Nach einigem Zögern betrat sie den dunklen Raum. Er bewegte sich nicht, aber sie wusste, dass er sich ihrer Anwesenheit bewusst war.
„Es tut mir leid... wegen gestern.“
„Es tut mir auch leid, Amra. Vielleicht hätte ich dir nichts zu essen geben sollen, ohne deine Mutter zu konsultieren.“
Er lachte leise. „Essen hat damit nichts zu tun. Ich bin nur gekommen, um mich zu entschuldigen, für meine Mutter. Ich habe nichts falsch gemacht, und du auch nicht. Sie macht sich einfach zu viele Sorgen.“
„Ich werde das in Zukunft mehr berücksichtigen. Hast du schon gefrühstückt?“ Sie lächelte.
In diesem Moment wandte Amra seinen Blick vom Fenster ab und lächelte sie an, und sie fühlte sich, als wäre sie von einer unsichtbaren Kraft getroffen worden, die ihre Knie zittern ließ.
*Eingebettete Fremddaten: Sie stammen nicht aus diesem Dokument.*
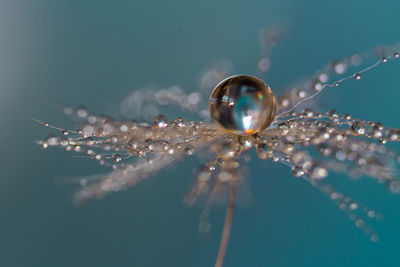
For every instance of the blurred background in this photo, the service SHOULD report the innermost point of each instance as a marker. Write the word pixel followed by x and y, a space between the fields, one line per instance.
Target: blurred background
pixel 96 52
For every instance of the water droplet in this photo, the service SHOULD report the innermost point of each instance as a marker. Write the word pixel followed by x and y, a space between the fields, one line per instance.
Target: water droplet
pixel 242 104
pixel 357 128
pixel 133 144
pixel 283 129
pixel 160 121
pixel 264 151
pixel 117 158
pixel 179 122
pixel 189 150
pixel 297 171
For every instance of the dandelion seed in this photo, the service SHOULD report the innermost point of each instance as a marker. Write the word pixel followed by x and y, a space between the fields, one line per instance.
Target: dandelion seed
pixel 246 116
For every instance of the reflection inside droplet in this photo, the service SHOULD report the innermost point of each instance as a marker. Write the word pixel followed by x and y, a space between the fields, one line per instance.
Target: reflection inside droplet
pixel 242 104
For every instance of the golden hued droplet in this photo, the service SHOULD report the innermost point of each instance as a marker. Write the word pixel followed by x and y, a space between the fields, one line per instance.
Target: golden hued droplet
pixel 242 105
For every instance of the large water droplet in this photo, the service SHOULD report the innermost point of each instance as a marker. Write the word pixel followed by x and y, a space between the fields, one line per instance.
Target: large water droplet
pixel 242 105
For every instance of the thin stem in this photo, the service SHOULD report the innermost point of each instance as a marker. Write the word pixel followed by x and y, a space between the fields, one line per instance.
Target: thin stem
pixel 227 225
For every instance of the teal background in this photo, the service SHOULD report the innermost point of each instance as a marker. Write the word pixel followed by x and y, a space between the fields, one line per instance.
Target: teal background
pixel 95 52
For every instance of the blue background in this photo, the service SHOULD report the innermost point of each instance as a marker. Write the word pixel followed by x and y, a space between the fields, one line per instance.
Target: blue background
pixel 95 52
„Es ist sehr nett von dir, aber ich sollte gehen und dich arbeiten lassen.“
Caliope biss sich enttäuscht auf die Unterlippe und nickte. Amra schloss die Augen und wandte sich wieder dem Fenster zu. Sie musste sich an ihre eigenen Worte erinnern, nicht zu viel nachzudenken und sich normal zu verhalten. Einige Sekunden der Stille vergingen, während sie ein weiteres der Bücher auf dem Tisch aufnahm und begann, Autor und Titel in ihr Notizbuch zu schreiben. Amra stand still da, dann drehte er sich wieder um und sah sie an, während sie sich in ihre scheinbare Aufgabe vertiefte. Sie wusste, dass er sie beobachtete, und es machte sie nervös. Ein Buch nach dem anderen, langsam, ordnete sie sie. Ein weiteres Buch auf dem Tisch, den Namen des Autors notierend, den Titel notierend. Ein weiteres Buch, gleiche Schritte, Autor, Titel. Plötzlich hatte sie das Gefühl, als ob etwas das Licht verdunkelte. Sie drehte ihren Kopf und fand ihn, wie er über ihre Schulter schaute, um zu sehen, was sie notierte. Und sie fühlte, wie ihr Herz stehen blieb. Seine Augen wanderten von den Notizen zu ihr, und alles wurde still. Sie konnte nicht atmen.
„Amra. Bitte... ich brauche Platz.“ Sie atmete halb panisch.
Er blinzelte nicht einmal. Langsam trat er zurück und ging zur Tür. Als er den Raum verlassen wollte, fühlte sie, wie die Panik zunahm.